Thursday, April 30, 2020

"This coup against the Constitution" "Are we a nation of sheep, or only asleep?"

Stephen Balch writes in part in American Greatness,
...The scientific “experts” come off even worse than the politicians, pontificating grandly from half-baked models and inadequate data, myopic about everything outside their purviews and not particularly wise even there, more dispensers of fright than information. Modern civilization requires the scientific mind, but its limits, arrogance, and overreach have never been so grotesquely on parade.

Hysteria: America has become a place of recurrent panics and manias, though none till now sufficient to implode it. Some have been launched “to get” Trump—Russia collusion, the Kavanaugh furor, and the “Ukrainegate” impeachment. But quite besides these, nonstop existential alarms also have been sounding over climate change, “Me-Too,” transgender discrimination, pervasive racism, sexism, etc. Our public squares are now lynching grounds for Twitter mobs. Habituation has made us a nation exquisitely easy to spook.

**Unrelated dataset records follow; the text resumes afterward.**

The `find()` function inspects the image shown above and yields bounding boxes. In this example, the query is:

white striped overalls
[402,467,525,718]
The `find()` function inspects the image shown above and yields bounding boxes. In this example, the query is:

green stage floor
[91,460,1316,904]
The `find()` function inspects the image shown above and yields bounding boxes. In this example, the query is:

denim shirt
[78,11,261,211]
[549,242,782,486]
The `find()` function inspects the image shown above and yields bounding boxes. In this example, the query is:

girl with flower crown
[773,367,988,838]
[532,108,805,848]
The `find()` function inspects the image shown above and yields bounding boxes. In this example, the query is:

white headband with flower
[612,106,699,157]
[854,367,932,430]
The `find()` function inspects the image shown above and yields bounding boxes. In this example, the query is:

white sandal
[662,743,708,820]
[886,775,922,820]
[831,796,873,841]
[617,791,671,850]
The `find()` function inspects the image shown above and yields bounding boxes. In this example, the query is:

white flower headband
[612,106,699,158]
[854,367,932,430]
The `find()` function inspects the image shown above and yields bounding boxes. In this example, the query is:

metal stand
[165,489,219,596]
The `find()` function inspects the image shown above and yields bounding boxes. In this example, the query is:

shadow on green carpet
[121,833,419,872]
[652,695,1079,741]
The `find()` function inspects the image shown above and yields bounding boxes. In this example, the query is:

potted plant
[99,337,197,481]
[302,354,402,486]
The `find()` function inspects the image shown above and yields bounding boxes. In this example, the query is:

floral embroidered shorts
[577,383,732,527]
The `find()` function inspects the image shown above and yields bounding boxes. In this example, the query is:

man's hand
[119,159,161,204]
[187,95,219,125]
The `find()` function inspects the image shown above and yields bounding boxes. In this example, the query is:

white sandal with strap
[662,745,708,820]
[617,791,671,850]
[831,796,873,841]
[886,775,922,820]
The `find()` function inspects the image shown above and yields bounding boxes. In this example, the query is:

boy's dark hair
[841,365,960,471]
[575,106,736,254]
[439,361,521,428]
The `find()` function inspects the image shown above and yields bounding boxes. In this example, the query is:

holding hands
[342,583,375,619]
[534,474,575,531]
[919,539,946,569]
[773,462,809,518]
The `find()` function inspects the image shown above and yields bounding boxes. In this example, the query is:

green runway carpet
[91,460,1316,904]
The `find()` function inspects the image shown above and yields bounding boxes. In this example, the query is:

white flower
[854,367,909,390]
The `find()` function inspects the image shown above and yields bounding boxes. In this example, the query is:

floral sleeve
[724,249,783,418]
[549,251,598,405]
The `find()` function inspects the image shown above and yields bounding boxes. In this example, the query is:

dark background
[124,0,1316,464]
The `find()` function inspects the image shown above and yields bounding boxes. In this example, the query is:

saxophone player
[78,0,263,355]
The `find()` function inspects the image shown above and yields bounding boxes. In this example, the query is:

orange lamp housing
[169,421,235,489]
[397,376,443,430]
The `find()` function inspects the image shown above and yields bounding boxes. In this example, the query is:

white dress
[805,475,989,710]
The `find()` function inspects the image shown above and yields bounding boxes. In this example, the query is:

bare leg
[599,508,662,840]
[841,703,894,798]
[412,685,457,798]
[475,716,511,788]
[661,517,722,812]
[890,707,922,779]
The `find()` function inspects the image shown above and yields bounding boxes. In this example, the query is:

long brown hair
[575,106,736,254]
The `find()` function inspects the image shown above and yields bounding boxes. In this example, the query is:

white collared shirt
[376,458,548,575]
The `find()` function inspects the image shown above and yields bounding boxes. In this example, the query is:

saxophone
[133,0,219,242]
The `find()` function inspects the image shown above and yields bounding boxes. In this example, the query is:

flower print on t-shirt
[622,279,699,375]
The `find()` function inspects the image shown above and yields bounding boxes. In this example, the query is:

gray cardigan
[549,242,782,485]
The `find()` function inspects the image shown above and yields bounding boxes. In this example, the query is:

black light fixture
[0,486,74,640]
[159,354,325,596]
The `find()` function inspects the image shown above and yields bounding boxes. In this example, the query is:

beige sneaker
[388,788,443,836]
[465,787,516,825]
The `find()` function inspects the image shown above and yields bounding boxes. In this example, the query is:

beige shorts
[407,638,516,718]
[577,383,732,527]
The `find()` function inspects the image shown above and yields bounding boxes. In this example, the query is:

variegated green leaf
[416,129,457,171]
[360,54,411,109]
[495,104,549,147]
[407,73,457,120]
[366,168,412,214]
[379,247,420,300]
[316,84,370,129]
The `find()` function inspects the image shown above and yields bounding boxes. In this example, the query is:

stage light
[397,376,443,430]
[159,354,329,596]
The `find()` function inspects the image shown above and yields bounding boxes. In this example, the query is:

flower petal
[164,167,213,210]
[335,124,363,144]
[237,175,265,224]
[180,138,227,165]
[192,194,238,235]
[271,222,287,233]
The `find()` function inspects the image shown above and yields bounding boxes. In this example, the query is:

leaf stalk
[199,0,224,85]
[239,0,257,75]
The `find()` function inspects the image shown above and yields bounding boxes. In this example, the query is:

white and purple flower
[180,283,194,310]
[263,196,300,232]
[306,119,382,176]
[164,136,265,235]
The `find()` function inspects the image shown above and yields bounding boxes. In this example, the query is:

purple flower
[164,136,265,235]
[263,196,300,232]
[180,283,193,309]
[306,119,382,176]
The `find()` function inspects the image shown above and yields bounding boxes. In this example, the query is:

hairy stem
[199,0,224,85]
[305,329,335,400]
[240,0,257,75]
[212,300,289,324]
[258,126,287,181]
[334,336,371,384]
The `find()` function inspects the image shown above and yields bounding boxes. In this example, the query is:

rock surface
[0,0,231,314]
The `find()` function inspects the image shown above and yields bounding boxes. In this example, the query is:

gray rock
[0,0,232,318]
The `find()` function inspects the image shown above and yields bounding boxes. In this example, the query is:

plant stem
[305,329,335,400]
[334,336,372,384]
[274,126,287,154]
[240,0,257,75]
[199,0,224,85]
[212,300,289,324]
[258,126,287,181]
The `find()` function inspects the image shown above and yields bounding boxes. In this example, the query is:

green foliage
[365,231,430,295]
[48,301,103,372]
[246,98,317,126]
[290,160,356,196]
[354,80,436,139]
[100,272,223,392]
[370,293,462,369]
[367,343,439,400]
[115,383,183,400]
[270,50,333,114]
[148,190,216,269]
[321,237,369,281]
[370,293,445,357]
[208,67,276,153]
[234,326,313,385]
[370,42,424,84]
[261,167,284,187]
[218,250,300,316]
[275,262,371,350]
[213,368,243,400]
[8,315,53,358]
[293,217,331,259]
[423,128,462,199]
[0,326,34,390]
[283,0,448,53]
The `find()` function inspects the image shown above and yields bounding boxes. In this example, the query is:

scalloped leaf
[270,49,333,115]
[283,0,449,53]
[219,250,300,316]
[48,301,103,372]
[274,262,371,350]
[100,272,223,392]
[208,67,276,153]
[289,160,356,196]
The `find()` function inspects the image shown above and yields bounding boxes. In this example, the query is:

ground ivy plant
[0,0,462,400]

...This coup against the Constitution, though largely the work of minor-league pols, has nonetheless been revolutionary in sweep, purging owners from their businesses and workers from their trades.

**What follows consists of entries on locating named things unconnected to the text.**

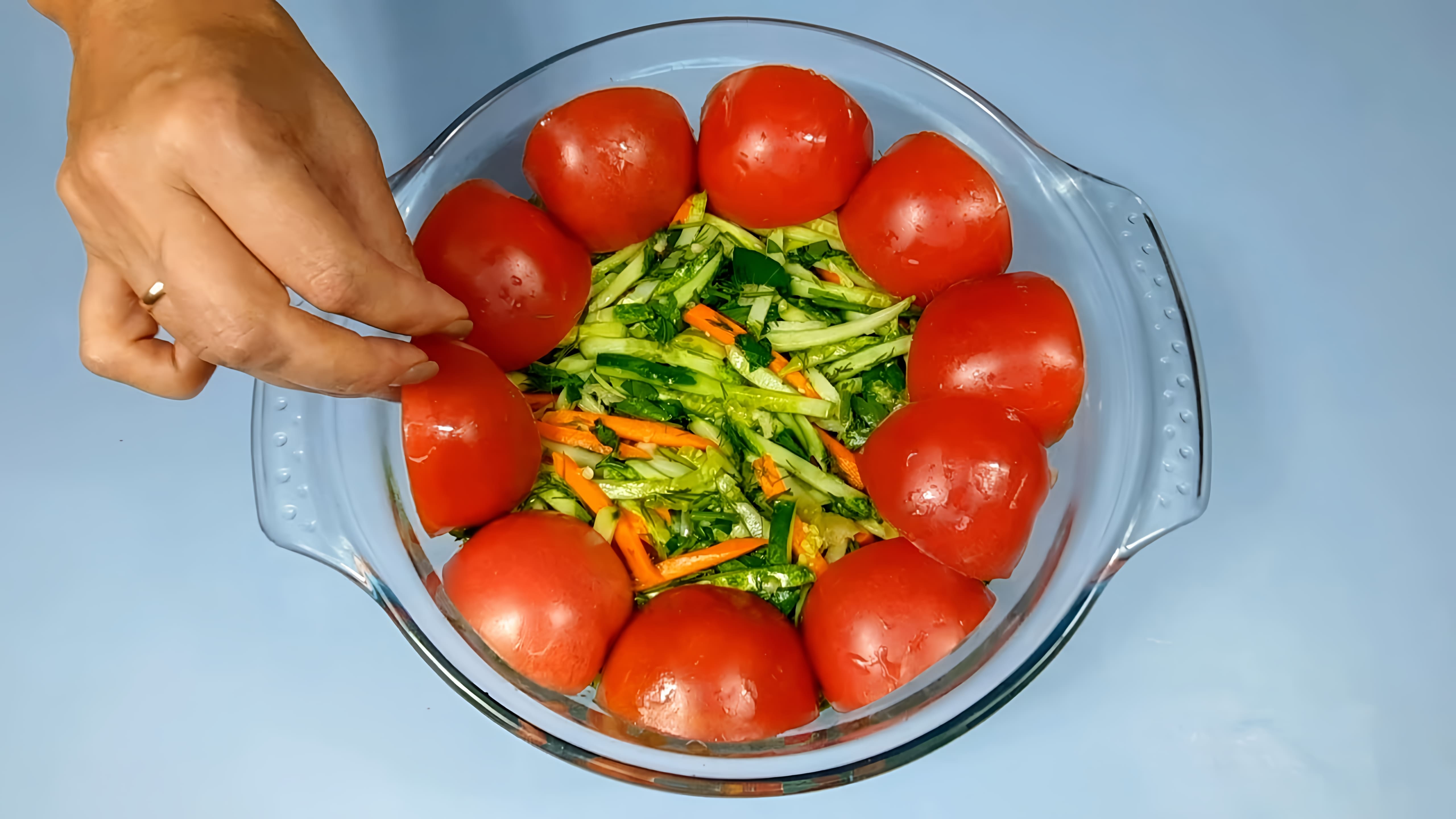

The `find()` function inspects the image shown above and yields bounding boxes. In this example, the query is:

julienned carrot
[791,516,828,577]
[536,421,611,455]
[683,305,820,398]
[617,442,652,460]
[615,512,665,589]
[543,410,716,449]
[683,305,748,346]
[550,452,611,514]
[638,538,769,590]
[769,353,823,398]
[814,427,865,490]
[753,452,789,500]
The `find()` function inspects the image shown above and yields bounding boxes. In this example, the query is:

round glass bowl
[253,19,1209,796]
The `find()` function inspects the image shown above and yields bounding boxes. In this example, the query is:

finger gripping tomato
[839,131,1010,303]
[415,179,591,370]
[802,538,996,711]
[697,66,875,229]
[521,87,697,252]
[441,512,632,694]
[859,395,1050,580]
[400,335,542,536]
[597,586,818,742]
[906,272,1086,446]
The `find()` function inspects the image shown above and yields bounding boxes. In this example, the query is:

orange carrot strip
[638,538,769,590]
[550,452,611,514]
[683,305,820,398]
[671,195,693,224]
[615,512,665,589]
[683,305,748,344]
[814,427,865,490]
[753,453,789,500]
[536,421,611,455]
[791,517,828,577]
[769,351,820,398]
[545,410,715,449]
[617,442,652,460]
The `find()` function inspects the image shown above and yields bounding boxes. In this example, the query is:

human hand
[32,0,470,398]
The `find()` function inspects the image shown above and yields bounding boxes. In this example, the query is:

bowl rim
[281,9,1209,796]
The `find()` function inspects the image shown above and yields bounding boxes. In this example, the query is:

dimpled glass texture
[253,19,1209,796]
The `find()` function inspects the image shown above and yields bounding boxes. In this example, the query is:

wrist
[29,0,278,49]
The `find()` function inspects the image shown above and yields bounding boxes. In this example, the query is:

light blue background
[0,0,1456,818]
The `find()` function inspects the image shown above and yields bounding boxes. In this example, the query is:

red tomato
[440,512,632,694]
[415,179,591,370]
[859,395,1050,580]
[597,586,818,742]
[400,335,542,536]
[697,66,875,227]
[839,131,1010,303]
[802,538,996,711]
[906,272,1086,446]
[521,87,697,254]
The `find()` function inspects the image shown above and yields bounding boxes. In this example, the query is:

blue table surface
[0,0,1456,818]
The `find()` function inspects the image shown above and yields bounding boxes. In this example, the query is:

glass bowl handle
[1079,175,1210,558]
[252,382,370,590]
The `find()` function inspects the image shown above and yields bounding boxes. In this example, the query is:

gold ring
[141,281,167,307]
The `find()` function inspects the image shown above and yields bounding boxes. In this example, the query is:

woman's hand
[32,0,470,398]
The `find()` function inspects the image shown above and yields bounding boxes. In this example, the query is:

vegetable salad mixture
[402,66,1083,742]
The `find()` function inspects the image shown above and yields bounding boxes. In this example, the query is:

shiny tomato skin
[859,395,1050,580]
[697,66,875,227]
[906,272,1086,446]
[400,335,542,538]
[521,87,697,254]
[839,131,1010,305]
[440,512,632,694]
[415,179,591,372]
[597,586,818,742]
[801,538,996,711]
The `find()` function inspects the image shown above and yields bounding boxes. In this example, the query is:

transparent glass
[253,19,1209,796]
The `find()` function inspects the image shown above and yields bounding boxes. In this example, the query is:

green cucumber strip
[789,280,895,309]
[591,239,646,278]
[703,213,763,254]
[725,386,834,418]
[823,335,914,382]
[769,500,793,564]
[587,248,646,311]
[767,297,914,353]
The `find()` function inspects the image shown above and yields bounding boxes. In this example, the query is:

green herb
[732,248,789,289]
[734,332,773,367]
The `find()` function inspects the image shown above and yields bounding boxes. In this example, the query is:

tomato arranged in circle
[597,586,818,742]
[697,66,875,227]
[859,395,1050,580]
[400,335,542,536]
[802,538,996,711]
[839,131,1010,303]
[906,272,1086,446]
[521,87,697,254]
[440,512,632,694]
[415,179,591,370]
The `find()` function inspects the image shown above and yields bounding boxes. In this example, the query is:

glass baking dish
[252,17,1210,796]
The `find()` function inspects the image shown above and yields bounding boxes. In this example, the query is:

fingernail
[440,313,475,338]
[389,361,440,386]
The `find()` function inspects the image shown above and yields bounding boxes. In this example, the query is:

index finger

Our loyal opposition and its media confreres have treated COVID-19 as a political opportunity and weapon, holding emergency measures hostage to their ideological wishlists. Worse yet, America’s political and cultural establishment is using the crisis as its last pre-election chance to bring anti-Trump hostility to a boil, relentlessly attacking the president for whatever he does or doesn’t. Exhibiting shades of Russia’s 19th-century radical intelligentsia—history’s most consequential class of sociopaths—their motto seems to be “the worse the better.”

A nation of sheep, or only asleep: Is the citizenry’s docile response to these unprecedented abrogations simply the quiet preceding a storm? Of all the questions raised by the “great reveal” the answer to this one is the least certain and the most important.

There are growing rumblings of mutiny, but on the whole, acquiescence reigns supreme. This is to be expected perhaps from authority-addicted Europeans, but not in the land of the free and the home of the brave. In describing these days will future historians employ as metaphor a pressure cooker about to explode or sheep being led to slaughter? The jury is still out.